I don’t make it any easier on myself thinking of you with every waking moment, even though I tell myself not to, force myself to shake any lingering thoughts of you, your breath on my face, your hands on my body, your lips on mine…
I can’t deal with these constant memories of you that my subconscious mind thrusts upon my existence at every opportunity, at every moment of weakness when my defense fails me.
The foundations of the walls I am trying to build around my broken heart are built on unsteady ground, built on territory not quite ready to heal or be vulnerable yet again.
Any passing thought of you and the meager stones I’ve haphazardly collected to throw up these tired walls begin to tremble, the cracks ever moreso apparent as the quiver in my aching heart intensifies with my painful longing for you.
I want to forget you.
I want to forget us, forget the last few weeks, forget everything that’s happened between us and go back to the start, back to when I was filled with wild hope and silly, abstract ideals of what romance and love meant to me before you breezed your way into my life, before you found a way to burrow into the depths of my heart and made yourself a home there.
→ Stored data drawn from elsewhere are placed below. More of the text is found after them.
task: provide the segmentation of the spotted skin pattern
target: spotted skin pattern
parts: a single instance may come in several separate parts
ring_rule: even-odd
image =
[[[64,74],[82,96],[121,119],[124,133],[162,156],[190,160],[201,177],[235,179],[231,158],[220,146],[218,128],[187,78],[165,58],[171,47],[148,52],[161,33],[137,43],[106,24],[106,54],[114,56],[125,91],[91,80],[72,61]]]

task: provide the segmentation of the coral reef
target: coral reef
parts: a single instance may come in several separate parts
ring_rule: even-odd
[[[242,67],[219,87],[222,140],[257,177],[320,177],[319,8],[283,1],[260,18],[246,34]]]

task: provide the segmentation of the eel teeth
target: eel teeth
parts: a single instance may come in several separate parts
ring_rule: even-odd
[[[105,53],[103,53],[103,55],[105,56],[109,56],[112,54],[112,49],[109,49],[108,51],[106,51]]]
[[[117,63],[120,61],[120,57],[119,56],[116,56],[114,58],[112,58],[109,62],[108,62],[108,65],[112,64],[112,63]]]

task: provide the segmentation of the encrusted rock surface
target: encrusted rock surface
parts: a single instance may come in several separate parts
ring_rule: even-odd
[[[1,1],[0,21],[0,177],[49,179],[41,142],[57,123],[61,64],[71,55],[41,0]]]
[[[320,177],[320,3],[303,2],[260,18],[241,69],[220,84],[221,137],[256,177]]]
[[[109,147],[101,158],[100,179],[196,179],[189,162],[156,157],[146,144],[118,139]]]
I want to forget you, and you’re not making this any easier for me.
I used to be a fortress, a stonewalled castle in the hidden depths of the woods, a lost kingdom among thorns.
I was isolated and safe from those that wished me ill harm.
I let weary travelers every so often into my place of refuge, let them lay their heads there for but a moment until they found what it was they needed, and promptly sent them back into the world, away from the real treasure I kept buried under lock and key far from where I would allow them to go.
The secret chamber where I kept my heart of hearts was forbidden to anyone I allowed into my castle, for those who’ve came before had pillaged and plundered what bountiful treasures I had possessed and left nothing for myself to keep.
So I closed my doors, drew in my gate, and let the thorns overgrow to keep more people from coming in and taking any more of what little left I had to offer.
And you came.
Noble huntsman, fair-faced and world-wisened, but all along a handsome king in disguise.
To you I decided, Yes, for him I’ll let my bridge down, come stay and rest your weary head.
But to the nature of your design, or by a small chance of happenstance, you’ve found your way into my heart of hearts when I wasn’t looking and saw what I had lain there.
And you were gone before I knew what happened.
Out the gates and back into the world, and neither you nor I saw the treasures that had found itself in your back pocket.
Keep this piece of me you took, and let it be a reminder of our brief but fateful encounter, and I will always know that I still have treasures to possess.
But please, I beg of you, do not try to come back for more, for I know I no longer have much left to give.